Why Land Acknowledgements are a new Token of Liberal Progressivism at Independent Schools | Jenna Wolf & Jordan Clark | 7 Min Read

If you’ve attended a conference, academic gathering, or other progressive space in the last five years, chances are you’ve experienced one of liberal institutions’ favorite new tokens: the land acknowledgment. 

Meant to recognize the Indigenous peoples who call that place traditional homelands, it has become as much a staple of opening ceremonies as the name tag table.

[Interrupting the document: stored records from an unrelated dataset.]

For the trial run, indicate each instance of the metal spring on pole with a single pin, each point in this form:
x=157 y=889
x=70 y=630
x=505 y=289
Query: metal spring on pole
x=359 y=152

As Indigenous educators working in independent schools, we have witnessed this evolution. To leave it out of gatherings means to hold a professional space ignorant of the United States’ lengthy program of extermination and eradication of our peoples. But on its own, it merely turns settlers into “woke” settlers. Often, being Indigenous in a progressive independent school environment is regularly experiencing “Settlers with Opinion as Daniel Heath Justice points out:” the distinct challenge of interacting with non-Indigenous people who hold opinions devoid of context.

Some of these territory acknowledgments are short. The simple, often freely available, statement on an institution’s website with an [insert Indigenous Nation or tribal peoples here] after a cursory search for who traditionally resided in that area pre-contact. 

The long-winded, but with more tribally-specific elements, signals more progressive, more thoughtful.